Une entreprise utilise de l’amiante et divers matériaux amiantés dans ses installations, équipements, outils, fabrications, protection de la chaleur, et ce après le décret du 7 février 1996 interdisant une telle utilisation. Malgré les remarques du CHSCT, de l’inspection du travail, de la médecine du travail et de la Cram, le directeur de l’entreprise refuse d’obtempérer et de cesser ses utilisations.

Suite à une dénonciation par le CHSCT une instruction est ouverte puis le dirigeant, ainsi que la société personne morale, sont renvoyés devant le tribunal correctionnel pour mise en danger d’autrui.

La mise en danger d’autrui, article 223-1 du Code Pénal, implique d’ « exposer  directement autrui à un risque immédiat de mort ou de blessures […] par la violation manifestement délibérée d’une obligation particulière de sécurité ou de prudence imposée par la loi ou le règlement ». Ce texte est assez peu utilisé en matière d’hygiène, sécurité et conditions de travail car il est difficile de caractériser la violation délibérée des règles de sécurité.

La Cour d’appel de Douai confirme ici le jugement prononcé en première instance qui avait qualifié les manquements au décret du 7 février 1996 de violations manifestement délibérées.
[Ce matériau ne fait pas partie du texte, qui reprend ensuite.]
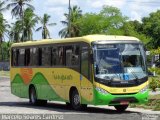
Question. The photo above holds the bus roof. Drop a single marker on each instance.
(87, 39)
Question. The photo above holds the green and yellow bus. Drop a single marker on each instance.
(88, 70)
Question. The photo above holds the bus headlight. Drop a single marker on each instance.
(101, 90)
(144, 89)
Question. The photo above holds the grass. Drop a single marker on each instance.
(5, 73)
(153, 103)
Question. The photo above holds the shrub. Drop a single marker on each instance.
(154, 83)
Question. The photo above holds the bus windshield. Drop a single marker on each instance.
(125, 61)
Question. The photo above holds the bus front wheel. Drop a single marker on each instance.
(75, 101)
(33, 98)
(121, 108)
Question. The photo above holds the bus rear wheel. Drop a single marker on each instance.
(33, 96)
(75, 101)
(121, 108)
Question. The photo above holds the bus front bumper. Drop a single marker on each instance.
(120, 99)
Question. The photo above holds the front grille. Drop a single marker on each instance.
(124, 94)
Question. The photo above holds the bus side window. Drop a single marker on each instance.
(21, 59)
(14, 57)
(68, 55)
(54, 60)
(61, 56)
(27, 57)
(85, 62)
(39, 56)
(46, 56)
(34, 56)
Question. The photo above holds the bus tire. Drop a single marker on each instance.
(75, 101)
(121, 108)
(33, 96)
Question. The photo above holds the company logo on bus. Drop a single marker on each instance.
(124, 90)
(26, 74)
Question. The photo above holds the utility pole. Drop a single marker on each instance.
(69, 19)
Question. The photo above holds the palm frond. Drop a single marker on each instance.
(38, 29)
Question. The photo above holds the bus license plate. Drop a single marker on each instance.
(124, 102)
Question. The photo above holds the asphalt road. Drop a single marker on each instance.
(20, 108)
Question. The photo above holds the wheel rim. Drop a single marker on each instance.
(76, 99)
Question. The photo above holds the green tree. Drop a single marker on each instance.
(18, 7)
(29, 22)
(44, 21)
(151, 27)
(108, 21)
(76, 14)
(3, 30)
(134, 28)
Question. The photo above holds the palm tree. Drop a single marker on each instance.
(29, 22)
(3, 30)
(2, 3)
(75, 14)
(16, 31)
(44, 21)
(18, 7)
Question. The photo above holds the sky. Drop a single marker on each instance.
(134, 9)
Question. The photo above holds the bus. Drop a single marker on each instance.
(81, 71)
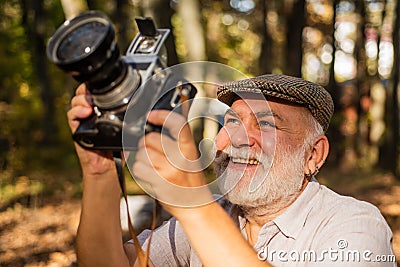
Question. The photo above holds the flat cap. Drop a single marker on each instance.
(283, 87)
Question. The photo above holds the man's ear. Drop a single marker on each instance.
(317, 156)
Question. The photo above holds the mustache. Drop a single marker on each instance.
(243, 153)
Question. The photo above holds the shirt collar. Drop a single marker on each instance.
(292, 220)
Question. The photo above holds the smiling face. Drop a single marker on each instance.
(262, 151)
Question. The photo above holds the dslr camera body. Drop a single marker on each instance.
(123, 89)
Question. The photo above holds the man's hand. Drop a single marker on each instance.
(169, 162)
(92, 162)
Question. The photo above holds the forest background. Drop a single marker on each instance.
(352, 48)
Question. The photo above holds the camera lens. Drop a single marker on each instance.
(86, 48)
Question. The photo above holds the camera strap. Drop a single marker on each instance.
(143, 256)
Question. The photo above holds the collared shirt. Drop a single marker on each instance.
(320, 228)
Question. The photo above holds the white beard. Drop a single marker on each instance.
(271, 188)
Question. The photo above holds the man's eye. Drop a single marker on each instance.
(231, 121)
(264, 124)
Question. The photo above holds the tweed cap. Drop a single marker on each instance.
(287, 88)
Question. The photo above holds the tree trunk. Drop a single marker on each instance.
(295, 25)
(34, 28)
(264, 63)
(161, 12)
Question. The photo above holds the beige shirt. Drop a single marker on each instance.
(320, 228)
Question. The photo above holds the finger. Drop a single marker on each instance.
(77, 113)
(80, 100)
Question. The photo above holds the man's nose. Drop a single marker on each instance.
(242, 136)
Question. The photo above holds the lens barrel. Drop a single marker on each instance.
(86, 48)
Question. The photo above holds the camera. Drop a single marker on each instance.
(85, 47)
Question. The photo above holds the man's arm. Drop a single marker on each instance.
(211, 232)
(99, 239)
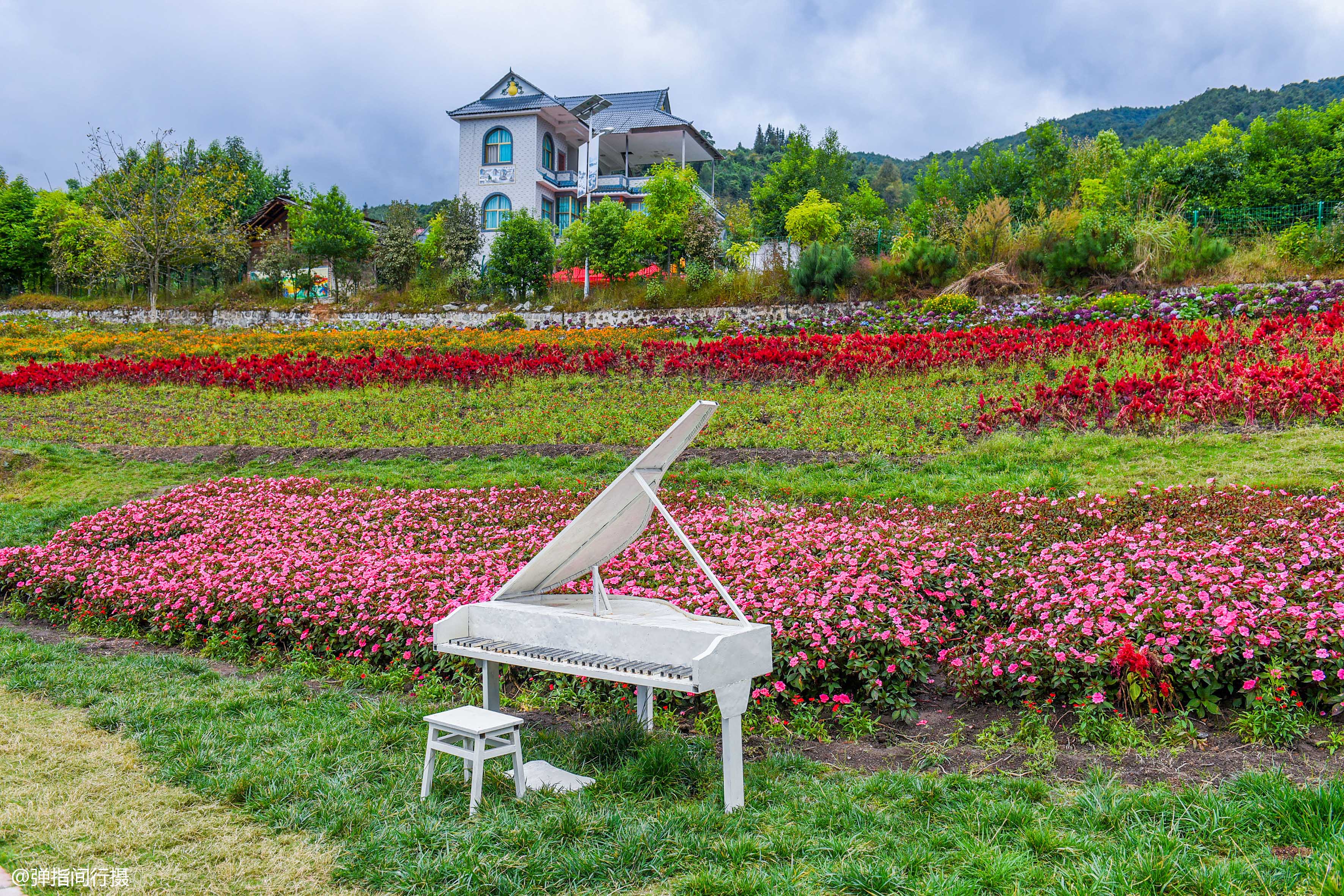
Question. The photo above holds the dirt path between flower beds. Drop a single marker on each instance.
(1215, 758)
(248, 453)
(73, 797)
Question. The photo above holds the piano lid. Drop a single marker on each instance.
(613, 520)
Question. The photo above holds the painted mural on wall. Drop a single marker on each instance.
(296, 287)
(498, 175)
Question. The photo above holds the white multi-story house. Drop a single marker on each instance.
(523, 148)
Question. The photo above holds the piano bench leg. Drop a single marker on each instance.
(519, 777)
(490, 685)
(733, 703)
(428, 774)
(644, 704)
(478, 776)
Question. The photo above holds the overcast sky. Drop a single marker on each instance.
(354, 93)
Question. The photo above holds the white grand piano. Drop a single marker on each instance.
(641, 641)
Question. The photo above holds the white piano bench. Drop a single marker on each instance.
(475, 735)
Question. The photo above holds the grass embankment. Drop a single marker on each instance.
(46, 487)
(343, 764)
(76, 797)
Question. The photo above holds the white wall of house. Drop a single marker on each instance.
(522, 184)
(517, 181)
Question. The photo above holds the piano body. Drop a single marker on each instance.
(640, 641)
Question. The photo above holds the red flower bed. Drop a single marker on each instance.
(576, 276)
(1276, 371)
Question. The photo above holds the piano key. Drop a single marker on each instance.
(574, 657)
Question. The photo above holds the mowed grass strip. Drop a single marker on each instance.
(46, 487)
(343, 764)
(77, 797)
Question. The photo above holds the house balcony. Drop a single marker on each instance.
(560, 179)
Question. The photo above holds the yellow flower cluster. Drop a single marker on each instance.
(44, 342)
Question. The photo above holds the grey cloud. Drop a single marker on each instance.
(354, 93)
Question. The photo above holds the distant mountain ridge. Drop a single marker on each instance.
(1173, 126)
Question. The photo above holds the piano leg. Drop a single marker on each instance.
(490, 684)
(733, 703)
(644, 703)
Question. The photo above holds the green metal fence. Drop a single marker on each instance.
(1265, 219)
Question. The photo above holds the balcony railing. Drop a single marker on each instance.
(562, 179)
(612, 184)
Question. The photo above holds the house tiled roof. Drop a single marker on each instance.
(506, 104)
(629, 111)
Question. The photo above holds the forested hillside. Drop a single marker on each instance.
(1168, 126)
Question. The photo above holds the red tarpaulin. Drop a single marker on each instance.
(576, 276)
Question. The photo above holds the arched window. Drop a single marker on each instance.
(499, 148)
(547, 152)
(497, 210)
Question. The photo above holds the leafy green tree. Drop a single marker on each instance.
(814, 219)
(784, 187)
(397, 253)
(889, 184)
(455, 236)
(865, 203)
(171, 209)
(330, 229)
(701, 237)
(24, 257)
(257, 186)
(84, 245)
(520, 256)
(822, 270)
(831, 167)
(613, 240)
(668, 198)
(1047, 151)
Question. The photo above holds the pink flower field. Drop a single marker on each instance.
(1206, 594)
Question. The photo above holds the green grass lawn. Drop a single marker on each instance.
(343, 764)
(46, 487)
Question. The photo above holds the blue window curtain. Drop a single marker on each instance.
(497, 210)
(499, 148)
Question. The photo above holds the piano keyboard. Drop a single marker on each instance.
(572, 657)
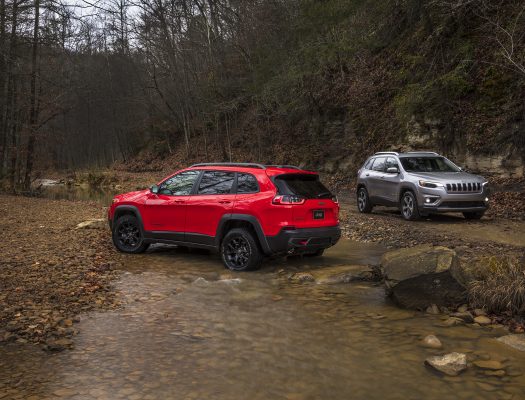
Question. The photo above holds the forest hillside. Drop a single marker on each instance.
(143, 84)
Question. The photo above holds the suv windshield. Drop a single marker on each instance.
(427, 164)
(306, 185)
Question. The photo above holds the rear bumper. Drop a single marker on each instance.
(307, 240)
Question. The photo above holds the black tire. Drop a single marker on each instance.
(363, 201)
(317, 253)
(474, 215)
(240, 251)
(127, 235)
(408, 207)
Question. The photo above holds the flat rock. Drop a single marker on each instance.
(499, 372)
(431, 341)
(482, 320)
(300, 277)
(465, 316)
(488, 364)
(342, 274)
(97, 223)
(451, 364)
(420, 276)
(433, 309)
(515, 341)
(452, 321)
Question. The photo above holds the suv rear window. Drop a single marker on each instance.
(216, 182)
(306, 185)
(246, 183)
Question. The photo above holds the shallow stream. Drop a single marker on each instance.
(188, 329)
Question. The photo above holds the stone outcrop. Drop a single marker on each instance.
(420, 276)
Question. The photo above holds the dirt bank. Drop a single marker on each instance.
(50, 271)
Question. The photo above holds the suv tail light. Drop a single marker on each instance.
(288, 199)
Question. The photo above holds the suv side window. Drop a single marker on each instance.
(391, 162)
(216, 182)
(180, 184)
(379, 164)
(368, 164)
(246, 183)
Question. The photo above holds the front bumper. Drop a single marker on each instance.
(305, 240)
(437, 200)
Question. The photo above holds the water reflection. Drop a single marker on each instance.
(189, 329)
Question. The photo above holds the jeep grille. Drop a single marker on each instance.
(463, 187)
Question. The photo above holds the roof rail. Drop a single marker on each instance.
(422, 152)
(283, 166)
(245, 165)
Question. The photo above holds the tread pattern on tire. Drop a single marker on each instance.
(256, 256)
(128, 217)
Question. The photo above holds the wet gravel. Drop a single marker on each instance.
(49, 271)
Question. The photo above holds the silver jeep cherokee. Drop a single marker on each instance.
(420, 183)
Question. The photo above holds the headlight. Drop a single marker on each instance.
(431, 185)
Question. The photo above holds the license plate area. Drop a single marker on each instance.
(318, 214)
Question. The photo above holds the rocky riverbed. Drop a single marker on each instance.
(169, 322)
(50, 271)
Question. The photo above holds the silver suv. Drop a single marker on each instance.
(420, 183)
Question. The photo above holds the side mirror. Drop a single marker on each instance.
(392, 170)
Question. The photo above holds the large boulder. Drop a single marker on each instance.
(420, 276)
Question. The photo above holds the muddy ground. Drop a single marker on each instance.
(50, 272)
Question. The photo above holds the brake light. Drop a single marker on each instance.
(288, 199)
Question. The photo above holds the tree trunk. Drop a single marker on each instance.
(33, 99)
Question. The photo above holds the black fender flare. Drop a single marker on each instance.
(406, 187)
(252, 220)
(124, 209)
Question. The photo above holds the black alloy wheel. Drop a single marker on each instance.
(240, 251)
(127, 235)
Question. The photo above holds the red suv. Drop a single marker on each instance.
(245, 211)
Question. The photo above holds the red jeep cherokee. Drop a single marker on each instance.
(245, 211)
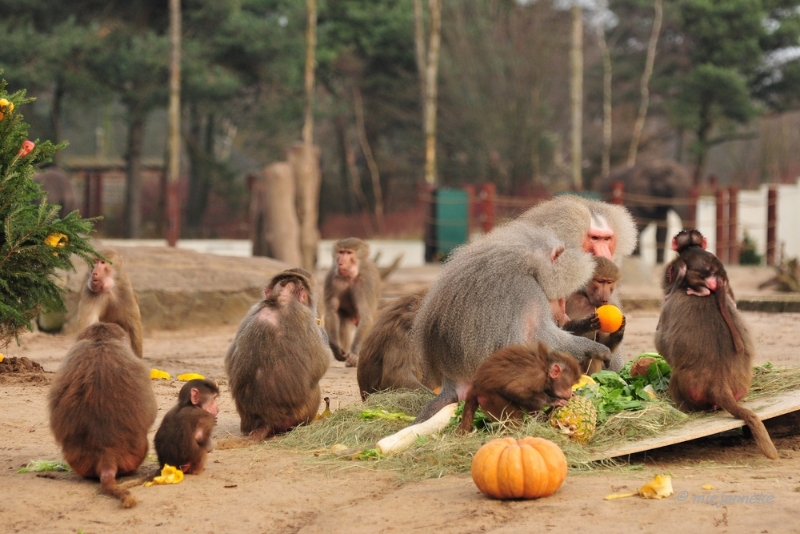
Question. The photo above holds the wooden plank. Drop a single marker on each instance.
(715, 423)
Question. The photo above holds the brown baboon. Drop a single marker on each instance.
(352, 293)
(184, 437)
(700, 273)
(277, 359)
(493, 292)
(107, 296)
(707, 370)
(101, 407)
(390, 357)
(520, 379)
(582, 304)
(602, 229)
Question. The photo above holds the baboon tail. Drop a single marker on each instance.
(108, 482)
(760, 434)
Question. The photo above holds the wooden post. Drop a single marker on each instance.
(691, 211)
(733, 221)
(772, 223)
(618, 193)
(486, 195)
(722, 248)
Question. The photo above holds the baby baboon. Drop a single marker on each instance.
(493, 292)
(184, 437)
(520, 379)
(277, 359)
(390, 357)
(108, 297)
(101, 407)
(582, 304)
(707, 369)
(352, 293)
(700, 273)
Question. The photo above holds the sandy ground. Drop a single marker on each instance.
(262, 488)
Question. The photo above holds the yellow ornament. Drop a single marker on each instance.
(156, 374)
(185, 377)
(169, 475)
(5, 107)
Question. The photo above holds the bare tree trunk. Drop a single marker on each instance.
(173, 166)
(606, 157)
(373, 167)
(419, 49)
(281, 230)
(431, 72)
(55, 117)
(133, 178)
(307, 172)
(645, 84)
(576, 96)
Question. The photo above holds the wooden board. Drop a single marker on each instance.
(715, 423)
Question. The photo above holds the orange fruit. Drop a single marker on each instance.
(610, 318)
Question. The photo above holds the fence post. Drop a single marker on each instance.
(733, 221)
(722, 244)
(486, 194)
(772, 218)
(617, 192)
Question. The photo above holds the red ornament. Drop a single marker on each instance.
(27, 146)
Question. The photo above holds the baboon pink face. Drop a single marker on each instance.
(347, 263)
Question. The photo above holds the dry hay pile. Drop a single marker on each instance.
(345, 438)
(21, 369)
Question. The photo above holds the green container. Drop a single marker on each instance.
(450, 223)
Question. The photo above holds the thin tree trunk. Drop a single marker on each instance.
(133, 178)
(431, 72)
(55, 116)
(419, 49)
(373, 167)
(606, 157)
(645, 84)
(576, 96)
(307, 172)
(173, 166)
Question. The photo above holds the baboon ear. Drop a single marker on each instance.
(556, 252)
(555, 371)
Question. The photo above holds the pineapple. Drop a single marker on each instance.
(577, 419)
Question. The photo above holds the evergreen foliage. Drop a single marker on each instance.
(34, 242)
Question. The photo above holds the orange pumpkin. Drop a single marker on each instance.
(528, 468)
(610, 318)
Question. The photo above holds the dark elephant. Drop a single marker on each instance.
(59, 189)
(658, 179)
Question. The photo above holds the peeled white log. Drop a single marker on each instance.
(403, 439)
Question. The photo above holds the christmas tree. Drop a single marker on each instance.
(34, 242)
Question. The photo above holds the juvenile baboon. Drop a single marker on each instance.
(707, 370)
(107, 296)
(581, 306)
(700, 273)
(101, 407)
(493, 292)
(390, 357)
(277, 359)
(600, 228)
(520, 379)
(352, 293)
(184, 437)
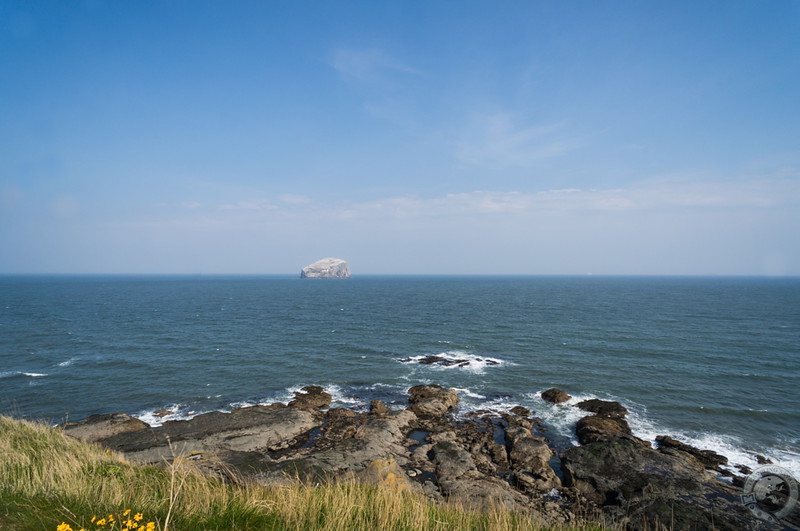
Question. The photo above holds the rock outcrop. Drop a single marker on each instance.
(483, 459)
(327, 268)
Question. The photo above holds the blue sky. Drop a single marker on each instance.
(405, 137)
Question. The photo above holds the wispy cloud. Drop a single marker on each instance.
(500, 140)
(367, 65)
(669, 195)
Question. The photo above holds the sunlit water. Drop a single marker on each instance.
(712, 361)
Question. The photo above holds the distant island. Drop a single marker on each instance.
(327, 268)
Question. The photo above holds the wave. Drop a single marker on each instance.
(564, 416)
(10, 374)
(455, 359)
(560, 419)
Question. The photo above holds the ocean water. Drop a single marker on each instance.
(714, 362)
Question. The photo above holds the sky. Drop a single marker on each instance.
(446, 137)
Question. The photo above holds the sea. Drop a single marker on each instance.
(711, 361)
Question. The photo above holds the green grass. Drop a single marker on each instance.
(47, 478)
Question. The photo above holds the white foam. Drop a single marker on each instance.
(456, 359)
(563, 417)
(468, 393)
(339, 398)
(175, 412)
(9, 374)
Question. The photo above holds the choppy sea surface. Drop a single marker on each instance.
(714, 362)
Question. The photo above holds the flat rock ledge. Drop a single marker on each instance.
(483, 459)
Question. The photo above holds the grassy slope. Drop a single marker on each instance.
(47, 478)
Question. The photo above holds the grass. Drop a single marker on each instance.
(47, 479)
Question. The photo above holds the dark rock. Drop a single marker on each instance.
(445, 361)
(432, 400)
(603, 408)
(460, 481)
(311, 397)
(709, 458)
(555, 396)
(520, 411)
(99, 427)
(377, 407)
(530, 460)
(593, 428)
(246, 430)
(644, 489)
(327, 268)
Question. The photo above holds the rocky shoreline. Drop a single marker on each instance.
(484, 458)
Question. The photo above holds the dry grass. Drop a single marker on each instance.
(47, 478)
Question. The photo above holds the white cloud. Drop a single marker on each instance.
(498, 140)
(367, 65)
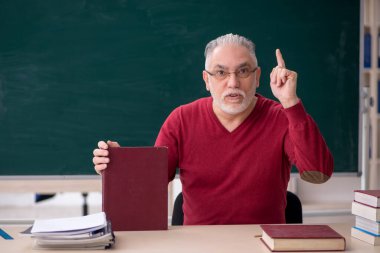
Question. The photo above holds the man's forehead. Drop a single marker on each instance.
(231, 56)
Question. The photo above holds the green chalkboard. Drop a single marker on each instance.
(74, 72)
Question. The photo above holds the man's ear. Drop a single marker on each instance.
(205, 78)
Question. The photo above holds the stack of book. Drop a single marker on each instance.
(366, 207)
(77, 233)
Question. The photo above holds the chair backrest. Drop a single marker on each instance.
(293, 210)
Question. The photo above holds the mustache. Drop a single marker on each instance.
(233, 92)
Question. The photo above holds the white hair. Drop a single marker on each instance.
(230, 39)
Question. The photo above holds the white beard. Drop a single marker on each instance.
(234, 109)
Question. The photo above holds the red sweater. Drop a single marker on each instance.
(241, 177)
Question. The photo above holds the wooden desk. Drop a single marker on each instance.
(233, 238)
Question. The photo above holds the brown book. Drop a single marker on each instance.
(368, 197)
(302, 238)
(135, 188)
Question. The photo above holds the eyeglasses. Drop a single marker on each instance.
(240, 73)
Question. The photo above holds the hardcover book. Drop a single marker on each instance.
(365, 211)
(368, 197)
(365, 236)
(302, 238)
(135, 188)
(368, 225)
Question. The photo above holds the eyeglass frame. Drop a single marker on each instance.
(234, 72)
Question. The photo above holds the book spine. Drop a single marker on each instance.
(367, 232)
(367, 50)
(378, 50)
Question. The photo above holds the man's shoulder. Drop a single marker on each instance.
(199, 104)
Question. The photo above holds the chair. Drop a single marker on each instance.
(293, 210)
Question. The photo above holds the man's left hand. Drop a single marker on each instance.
(283, 83)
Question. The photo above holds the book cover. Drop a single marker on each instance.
(302, 238)
(368, 225)
(368, 197)
(365, 236)
(365, 211)
(135, 188)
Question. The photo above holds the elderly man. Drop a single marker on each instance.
(235, 149)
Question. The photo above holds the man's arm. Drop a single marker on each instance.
(306, 147)
(304, 143)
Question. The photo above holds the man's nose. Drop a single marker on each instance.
(233, 81)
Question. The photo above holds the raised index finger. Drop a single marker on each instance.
(280, 60)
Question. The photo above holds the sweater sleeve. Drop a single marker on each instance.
(306, 147)
(169, 137)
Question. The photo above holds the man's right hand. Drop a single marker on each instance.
(101, 159)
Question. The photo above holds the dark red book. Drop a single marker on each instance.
(368, 197)
(135, 188)
(302, 238)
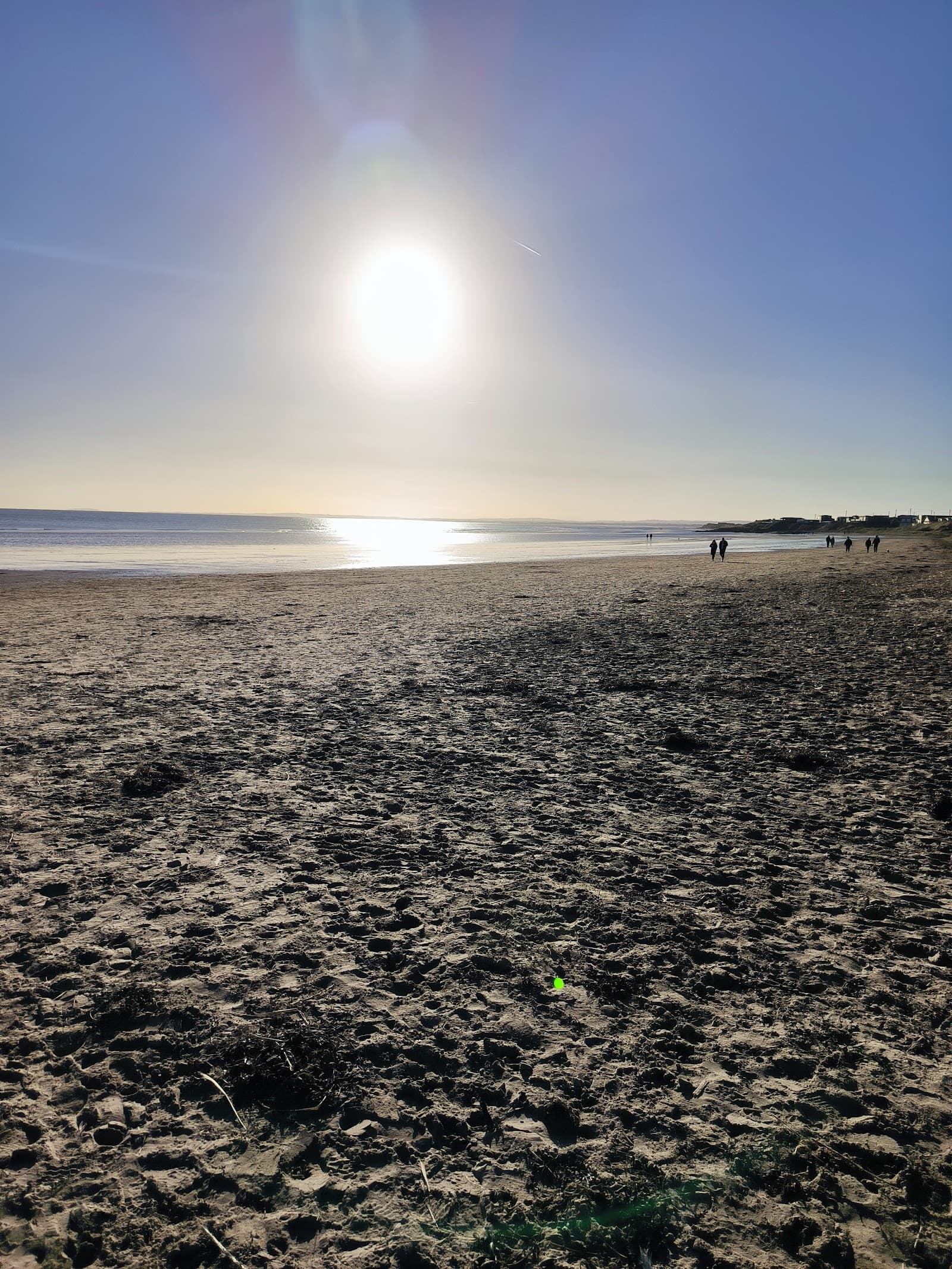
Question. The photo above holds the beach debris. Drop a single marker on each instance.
(682, 741)
(221, 1248)
(286, 1065)
(153, 779)
(806, 758)
(211, 1079)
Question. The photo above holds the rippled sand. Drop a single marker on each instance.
(397, 804)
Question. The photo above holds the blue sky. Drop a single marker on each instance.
(741, 306)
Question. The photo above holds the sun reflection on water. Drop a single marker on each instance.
(402, 542)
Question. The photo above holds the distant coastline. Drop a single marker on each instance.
(791, 524)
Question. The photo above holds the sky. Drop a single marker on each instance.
(741, 302)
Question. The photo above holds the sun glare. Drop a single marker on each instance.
(404, 302)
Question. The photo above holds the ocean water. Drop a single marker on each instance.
(146, 543)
En effet, les juges ont considéré que le dirigeant avait exposé directement les salariés à un risque immédiat de mort ou de blessures par inhalation des poussières d’amiante car il n’avait pas fait établir de notice d’information sur les mesures face au risque, qu’il n’avait pas organisé de formation à la prévention et à la sécurité, qu’il n’avait pas mis à la disposition des salariés d’équipements de protection collective et n’avait pas veillé à leur utilisation. Si le dirigeant n’a été condamné qu’à 3000 euros d’amende et 3 mois de prison avec sursis, la société personne morale en revanche a non seulement été condamnée à une amende de 75.000 euros mais également à verser des dommages et intérêts aux parties civiles.